Sunday, July 19, 2015

How Obamacare's Cadillac Tax Could Eventually Get You and Your Health Insurance?

It won't happen right away for most, but overtime as price inflation climbs (specifically for health coverage), the tax could hit your employer big time and then what is your employer going to do?

Dan Caplinger explains how it is set to devekop:
The Patient Protection and Affordable Care Act, better known as Obamacare, was signed into law in early 2010. Yet even now, more than five years later, not all of the law's provisions have come into effect. In particular, one element of the Obamacare legislation that has drawn attention recently involves what's known as the "Cadillac tax" on high-value health-insurance coverage. The Cadillac tax isn't scheduled to affect anyone until 2018, but already, the provision is drawing debate among politicians and policymakers on both sides of the Obamacare divide. To help give you more information about this tax and how it might affect you, let's take a more in-depth look at the Obamacare Cadillac tax and its provisions.

What  the Obamacare Cadillac tax does

The Affordable Care Act's stated purpose was to give more people access to health insurance coverage, but the Cadillac tax focuses on the other end of the spectrum: those workers whose employers provide extremely comprehensive and costly health insurance policies.
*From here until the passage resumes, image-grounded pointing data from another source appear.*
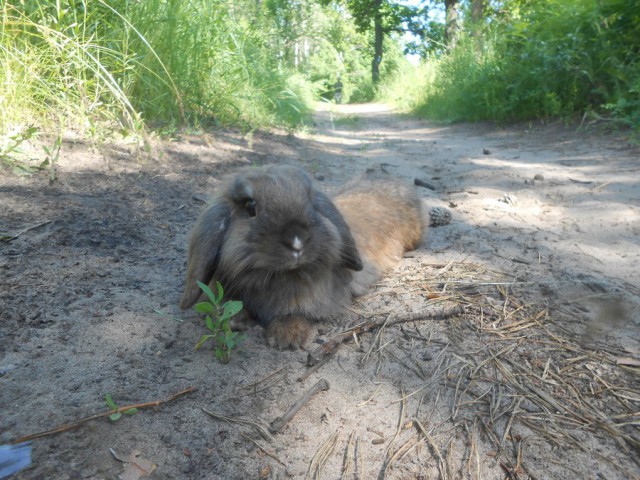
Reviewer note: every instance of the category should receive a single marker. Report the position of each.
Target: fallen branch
(71, 426)
(9, 238)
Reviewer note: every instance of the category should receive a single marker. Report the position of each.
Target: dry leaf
(628, 361)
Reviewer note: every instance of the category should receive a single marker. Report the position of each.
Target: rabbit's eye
(250, 207)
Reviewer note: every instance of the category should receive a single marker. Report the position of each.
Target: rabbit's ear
(349, 252)
(204, 250)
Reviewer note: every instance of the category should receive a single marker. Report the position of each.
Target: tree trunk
(452, 27)
(377, 41)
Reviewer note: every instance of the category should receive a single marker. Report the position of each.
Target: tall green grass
(554, 58)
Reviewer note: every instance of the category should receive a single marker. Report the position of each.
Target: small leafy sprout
(113, 406)
(218, 316)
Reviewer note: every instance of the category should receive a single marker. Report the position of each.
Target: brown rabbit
(290, 253)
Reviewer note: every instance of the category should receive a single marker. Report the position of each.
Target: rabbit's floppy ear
(204, 250)
(348, 252)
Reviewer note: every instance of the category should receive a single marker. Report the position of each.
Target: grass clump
(100, 67)
(537, 60)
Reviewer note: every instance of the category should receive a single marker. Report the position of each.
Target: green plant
(218, 316)
(13, 155)
(117, 414)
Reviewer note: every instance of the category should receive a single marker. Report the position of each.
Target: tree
(452, 25)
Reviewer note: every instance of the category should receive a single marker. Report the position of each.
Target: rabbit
(291, 254)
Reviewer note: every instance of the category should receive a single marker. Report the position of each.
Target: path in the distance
(549, 204)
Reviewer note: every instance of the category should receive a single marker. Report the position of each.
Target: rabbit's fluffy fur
(290, 253)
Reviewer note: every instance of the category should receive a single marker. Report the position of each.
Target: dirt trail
(538, 378)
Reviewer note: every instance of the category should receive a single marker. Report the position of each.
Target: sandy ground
(537, 375)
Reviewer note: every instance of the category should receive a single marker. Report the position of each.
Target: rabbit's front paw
(289, 332)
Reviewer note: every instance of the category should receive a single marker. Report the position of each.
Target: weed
(218, 316)
(12, 153)
(116, 414)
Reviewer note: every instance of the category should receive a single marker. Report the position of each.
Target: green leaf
(110, 402)
(220, 292)
(209, 322)
(205, 308)
(203, 339)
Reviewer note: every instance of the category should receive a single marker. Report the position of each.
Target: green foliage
(116, 415)
(12, 153)
(548, 59)
(120, 65)
(217, 318)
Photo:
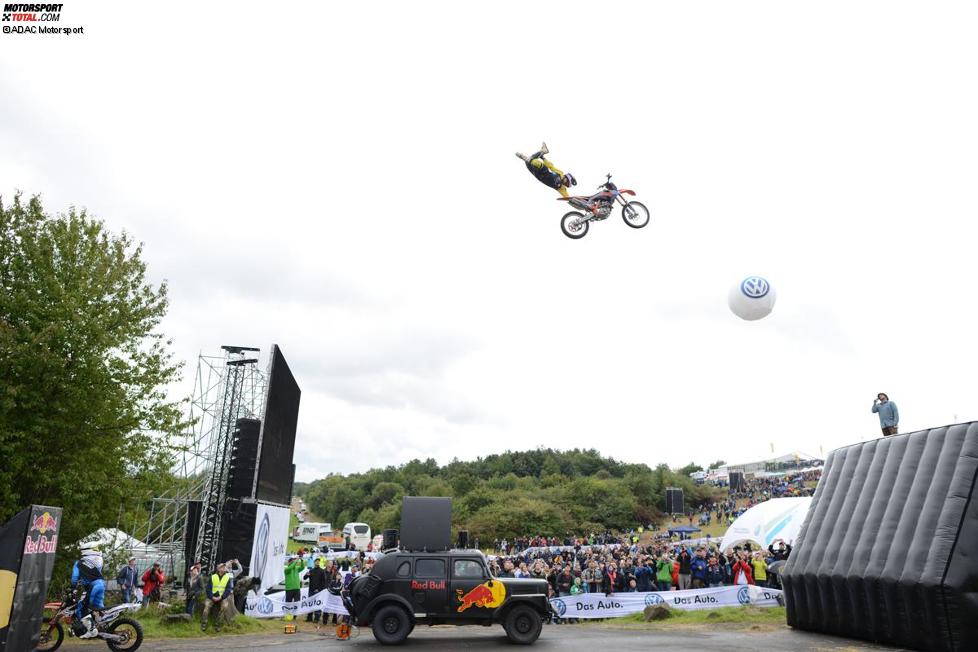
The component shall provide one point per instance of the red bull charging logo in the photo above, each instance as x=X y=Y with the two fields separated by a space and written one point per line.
x=47 y=543
x=43 y=523
x=488 y=595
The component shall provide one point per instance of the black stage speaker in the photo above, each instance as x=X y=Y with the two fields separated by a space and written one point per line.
x=426 y=523
x=675 y=502
x=244 y=456
x=889 y=549
x=277 y=440
x=737 y=482
x=237 y=532
x=390 y=540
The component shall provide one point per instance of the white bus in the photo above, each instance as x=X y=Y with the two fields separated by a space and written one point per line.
x=357 y=534
x=309 y=532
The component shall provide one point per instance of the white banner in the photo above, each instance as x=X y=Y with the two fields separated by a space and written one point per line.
x=275 y=606
x=268 y=549
x=597 y=605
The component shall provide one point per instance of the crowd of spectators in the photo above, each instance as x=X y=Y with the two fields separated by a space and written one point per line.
x=622 y=565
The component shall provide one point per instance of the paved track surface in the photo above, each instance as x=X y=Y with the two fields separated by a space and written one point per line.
x=555 y=638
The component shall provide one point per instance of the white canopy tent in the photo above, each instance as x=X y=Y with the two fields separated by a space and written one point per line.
x=778 y=518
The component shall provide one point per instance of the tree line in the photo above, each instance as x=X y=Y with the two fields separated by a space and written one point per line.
x=536 y=492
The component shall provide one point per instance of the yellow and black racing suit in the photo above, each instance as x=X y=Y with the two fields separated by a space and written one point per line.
x=546 y=173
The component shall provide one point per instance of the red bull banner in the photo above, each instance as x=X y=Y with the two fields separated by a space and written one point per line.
x=28 y=543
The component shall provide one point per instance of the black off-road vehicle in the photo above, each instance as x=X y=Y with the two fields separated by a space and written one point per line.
x=452 y=587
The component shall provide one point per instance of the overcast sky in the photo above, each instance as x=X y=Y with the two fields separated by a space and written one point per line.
x=339 y=179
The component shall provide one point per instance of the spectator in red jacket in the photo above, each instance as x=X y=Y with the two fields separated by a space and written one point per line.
x=153 y=579
x=741 y=570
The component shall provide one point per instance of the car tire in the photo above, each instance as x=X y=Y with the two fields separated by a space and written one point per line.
x=391 y=625
x=523 y=625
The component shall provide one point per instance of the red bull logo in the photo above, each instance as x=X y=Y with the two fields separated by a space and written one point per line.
x=487 y=595
x=47 y=542
x=43 y=523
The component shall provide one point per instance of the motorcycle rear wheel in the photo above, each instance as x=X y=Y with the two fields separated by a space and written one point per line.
x=635 y=214
x=574 y=225
x=52 y=636
x=132 y=629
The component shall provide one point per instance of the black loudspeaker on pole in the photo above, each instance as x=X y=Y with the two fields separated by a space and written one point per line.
x=390 y=539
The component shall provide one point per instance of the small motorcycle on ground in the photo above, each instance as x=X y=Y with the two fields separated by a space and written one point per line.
x=598 y=207
x=121 y=634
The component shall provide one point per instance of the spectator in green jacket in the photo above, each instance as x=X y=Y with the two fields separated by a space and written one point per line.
x=663 y=573
x=294 y=566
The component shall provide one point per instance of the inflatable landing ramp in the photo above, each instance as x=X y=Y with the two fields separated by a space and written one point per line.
x=889 y=548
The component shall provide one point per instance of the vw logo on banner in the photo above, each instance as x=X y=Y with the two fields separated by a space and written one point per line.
x=265 y=606
x=755 y=287
x=261 y=547
x=743 y=595
x=560 y=607
x=653 y=598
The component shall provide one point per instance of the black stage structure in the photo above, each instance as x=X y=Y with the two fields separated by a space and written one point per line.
x=251 y=464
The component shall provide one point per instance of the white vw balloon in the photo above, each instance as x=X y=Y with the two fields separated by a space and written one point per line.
x=753 y=298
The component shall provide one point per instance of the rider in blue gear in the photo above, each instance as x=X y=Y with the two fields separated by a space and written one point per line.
x=86 y=575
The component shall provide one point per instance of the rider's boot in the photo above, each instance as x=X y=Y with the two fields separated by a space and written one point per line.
x=91 y=631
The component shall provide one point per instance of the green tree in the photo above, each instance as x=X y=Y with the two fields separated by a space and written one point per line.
x=84 y=417
x=689 y=468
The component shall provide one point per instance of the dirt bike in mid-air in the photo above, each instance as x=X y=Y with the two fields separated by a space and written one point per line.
x=598 y=207
x=120 y=634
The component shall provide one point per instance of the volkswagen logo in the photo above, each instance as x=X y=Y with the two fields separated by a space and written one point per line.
x=560 y=607
x=261 y=547
x=755 y=287
x=743 y=595
x=653 y=598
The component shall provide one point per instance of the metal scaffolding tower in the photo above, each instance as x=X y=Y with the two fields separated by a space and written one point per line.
x=226 y=388
x=214 y=496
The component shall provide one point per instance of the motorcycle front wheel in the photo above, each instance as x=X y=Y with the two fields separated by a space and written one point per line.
x=574 y=225
x=52 y=636
x=635 y=214
x=130 y=630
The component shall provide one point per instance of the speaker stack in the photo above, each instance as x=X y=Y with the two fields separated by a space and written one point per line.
x=674 y=501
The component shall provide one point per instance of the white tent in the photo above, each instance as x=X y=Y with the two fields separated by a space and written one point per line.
x=778 y=518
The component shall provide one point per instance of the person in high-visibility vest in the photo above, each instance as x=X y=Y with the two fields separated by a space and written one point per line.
x=218 y=588
x=294 y=566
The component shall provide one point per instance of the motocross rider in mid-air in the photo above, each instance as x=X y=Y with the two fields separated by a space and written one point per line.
x=86 y=575
x=546 y=172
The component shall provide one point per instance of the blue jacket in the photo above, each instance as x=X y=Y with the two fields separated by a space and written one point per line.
x=888 y=414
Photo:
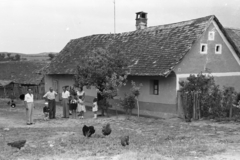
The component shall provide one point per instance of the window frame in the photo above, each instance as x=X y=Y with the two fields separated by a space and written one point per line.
x=155 y=83
x=220 y=49
x=211 y=38
x=203 y=44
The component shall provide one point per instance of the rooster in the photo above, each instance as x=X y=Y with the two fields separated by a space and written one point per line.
x=124 y=140
x=106 y=130
x=88 y=131
x=187 y=119
x=17 y=144
x=22 y=96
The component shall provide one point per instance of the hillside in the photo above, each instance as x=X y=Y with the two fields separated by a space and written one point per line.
x=31 y=57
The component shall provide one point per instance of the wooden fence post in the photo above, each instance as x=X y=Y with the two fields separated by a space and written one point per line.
x=180 y=108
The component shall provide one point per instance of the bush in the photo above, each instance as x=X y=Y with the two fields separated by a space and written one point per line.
x=214 y=102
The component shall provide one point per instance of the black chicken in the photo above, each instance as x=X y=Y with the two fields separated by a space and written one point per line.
x=88 y=131
x=17 y=144
x=106 y=130
x=124 y=140
x=188 y=119
x=22 y=96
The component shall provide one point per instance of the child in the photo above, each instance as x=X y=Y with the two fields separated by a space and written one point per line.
x=95 y=107
x=46 y=111
x=73 y=106
x=81 y=107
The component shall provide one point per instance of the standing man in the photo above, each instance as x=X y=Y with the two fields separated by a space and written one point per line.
x=29 y=106
x=65 y=99
x=51 y=95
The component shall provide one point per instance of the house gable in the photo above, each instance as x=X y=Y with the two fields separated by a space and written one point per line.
x=223 y=64
x=196 y=62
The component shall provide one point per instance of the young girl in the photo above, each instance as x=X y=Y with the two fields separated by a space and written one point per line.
x=81 y=107
x=95 y=107
x=73 y=106
x=46 y=110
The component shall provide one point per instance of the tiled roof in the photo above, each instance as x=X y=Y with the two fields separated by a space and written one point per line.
x=153 y=51
x=22 y=72
x=234 y=34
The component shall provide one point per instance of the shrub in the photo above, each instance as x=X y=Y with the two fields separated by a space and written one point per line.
x=214 y=102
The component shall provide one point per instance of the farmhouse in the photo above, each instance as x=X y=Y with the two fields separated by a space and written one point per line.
x=161 y=56
x=17 y=76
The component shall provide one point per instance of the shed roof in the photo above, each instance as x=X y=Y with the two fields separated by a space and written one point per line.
x=22 y=72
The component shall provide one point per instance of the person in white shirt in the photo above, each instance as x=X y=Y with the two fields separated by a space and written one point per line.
x=51 y=95
x=65 y=99
x=29 y=106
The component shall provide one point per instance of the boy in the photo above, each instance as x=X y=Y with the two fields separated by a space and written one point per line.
x=95 y=107
x=46 y=111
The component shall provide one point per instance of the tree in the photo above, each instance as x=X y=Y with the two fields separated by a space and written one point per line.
x=130 y=99
x=104 y=70
x=8 y=55
x=2 y=56
x=51 y=56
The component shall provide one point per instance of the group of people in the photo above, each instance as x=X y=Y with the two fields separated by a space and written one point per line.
x=72 y=103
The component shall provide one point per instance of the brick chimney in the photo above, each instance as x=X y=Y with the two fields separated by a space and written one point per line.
x=141 y=20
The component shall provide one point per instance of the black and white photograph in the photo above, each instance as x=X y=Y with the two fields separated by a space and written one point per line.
x=120 y=80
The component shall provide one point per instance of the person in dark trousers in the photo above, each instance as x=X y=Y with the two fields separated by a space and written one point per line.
x=51 y=95
x=101 y=101
x=65 y=99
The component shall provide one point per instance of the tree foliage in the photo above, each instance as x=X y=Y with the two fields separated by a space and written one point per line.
x=104 y=70
x=51 y=56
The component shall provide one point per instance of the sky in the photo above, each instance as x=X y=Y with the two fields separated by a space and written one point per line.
x=35 y=26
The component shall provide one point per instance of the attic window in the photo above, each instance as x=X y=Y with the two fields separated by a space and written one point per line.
x=218 y=49
x=211 y=35
x=154 y=89
x=203 y=49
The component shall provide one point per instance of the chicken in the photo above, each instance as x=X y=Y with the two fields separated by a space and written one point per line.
x=22 y=96
x=124 y=140
x=106 y=130
x=88 y=131
x=17 y=144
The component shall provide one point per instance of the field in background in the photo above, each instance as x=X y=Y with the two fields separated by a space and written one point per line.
x=150 y=139
x=31 y=57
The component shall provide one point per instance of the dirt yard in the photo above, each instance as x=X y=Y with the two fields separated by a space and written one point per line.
x=150 y=139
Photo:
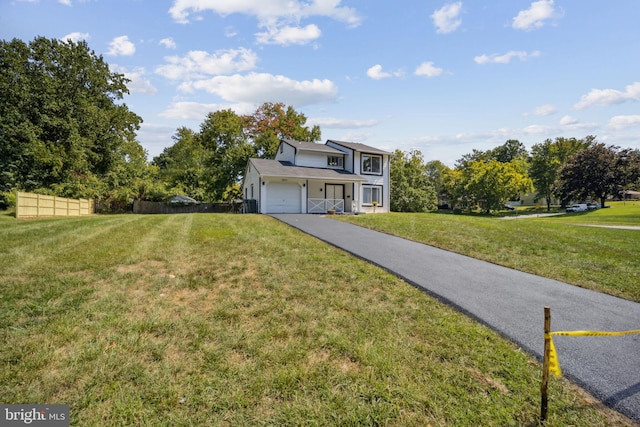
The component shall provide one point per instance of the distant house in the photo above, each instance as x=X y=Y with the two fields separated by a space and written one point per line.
x=185 y=200
x=307 y=177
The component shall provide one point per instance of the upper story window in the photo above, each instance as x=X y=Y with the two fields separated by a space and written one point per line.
x=335 y=161
x=372 y=164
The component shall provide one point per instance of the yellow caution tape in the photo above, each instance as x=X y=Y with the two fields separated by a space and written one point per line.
x=594 y=333
x=554 y=363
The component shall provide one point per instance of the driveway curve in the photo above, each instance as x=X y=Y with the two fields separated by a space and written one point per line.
x=512 y=303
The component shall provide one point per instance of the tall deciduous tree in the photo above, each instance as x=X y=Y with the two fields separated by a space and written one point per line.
x=437 y=171
x=181 y=167
x=543 y=170
x=491 y=184
x=413 y=191
x=223 y=134
x=62 y=122
x=597 y=171
x=272 y=122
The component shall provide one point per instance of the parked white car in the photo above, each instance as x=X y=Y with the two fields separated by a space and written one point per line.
x=578 y=207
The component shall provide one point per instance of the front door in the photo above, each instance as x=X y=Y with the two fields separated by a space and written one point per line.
x=334 y=195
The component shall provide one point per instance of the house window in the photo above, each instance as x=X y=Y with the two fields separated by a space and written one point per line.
x=335 y=161
x=370 y=194
x=371 y=164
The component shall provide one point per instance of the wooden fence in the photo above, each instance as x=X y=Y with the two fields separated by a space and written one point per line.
x=29 y=205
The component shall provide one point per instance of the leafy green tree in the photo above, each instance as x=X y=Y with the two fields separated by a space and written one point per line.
x=543 y=170
x=272 y=122
x=181 y=167
x=412 y=190
x=597 y=171
x=510 y=151
x=491 y=184
x=223 y=135
x=62 y=123
x=436 y=171
x=546 y=160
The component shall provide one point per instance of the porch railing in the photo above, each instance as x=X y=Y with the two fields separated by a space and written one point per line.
x=324 y=205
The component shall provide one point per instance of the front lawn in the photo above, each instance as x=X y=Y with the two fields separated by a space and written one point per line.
x=209 y=319
x=559 y=247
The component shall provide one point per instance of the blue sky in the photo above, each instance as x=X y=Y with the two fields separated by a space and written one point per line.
x=442 y=77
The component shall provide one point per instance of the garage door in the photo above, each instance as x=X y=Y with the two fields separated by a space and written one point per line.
x=283 y=198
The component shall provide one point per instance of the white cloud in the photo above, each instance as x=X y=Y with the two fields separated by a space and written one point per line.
x=568 y=120
x=197 y=64
x=268 y=12
x=184 y=110
x=427 y=69
x=337 y=123
x=605 y=97
x=622 y=122
x=289 y=35
x=543 y=110
x=168 y=43
x=505 y=58
x=121 y=46
x=376 y=72
x=75 y=37
x=446 y=18
x=261 y=87
x=535 y=16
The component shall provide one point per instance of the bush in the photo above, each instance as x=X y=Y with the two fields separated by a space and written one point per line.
x=7 y=200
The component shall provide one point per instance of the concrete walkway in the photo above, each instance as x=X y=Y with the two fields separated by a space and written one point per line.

Under the Cadillac tax, beginning in 2018, employers have to pay a 40% excise tax on the costs of each employee's health insurance to the extent that it exceeds a certain threshold. For individual policies, the starting threshold amount is $10,200. That amount rises to $27,500 for family coverage....

the most interesting thing about the Cadillac tax is that from a political standpoint, many of those who have supported Obamacare in general are lukewarm at best about imposing the tax. Some of those most opposed to the tax are labor unions, whose efforts to negotiate high-quality health benefits are encountering resistance from employers facing the added expense of paying the tax. Others note that having borne the costs of providing coverage under Obamacare, it would create a budgetary imbalance to repeal the Cadillac tax and give up an estimated $90 billion in potential revenue to help pay for the program over the next decade.

Moreover, the Cadillac tax doesn't just look at health insurance premiums. It also includes employer contributions to health savings accounts, flexible spending accounts, and some other tax-favored forms of benefits related to healthcare. Many of these features were designed specifically to encourage workers to pay more attention to their healthcare costs, so opponents would argue that penalizing employers for using them seems inconsistent with the purpose of the Affordable Care Act.

Another objection to the Cadillac tax is that its impact could get more pervasive over time. Increases in the premium-cost thresholds are tied to the Consumer Price Index, and over the long run, premium costs have tended to rise at a much higher rate than this general inflation benchmark. The result is that employers could find an increasing number of their employees are generating Cadillac tax liability.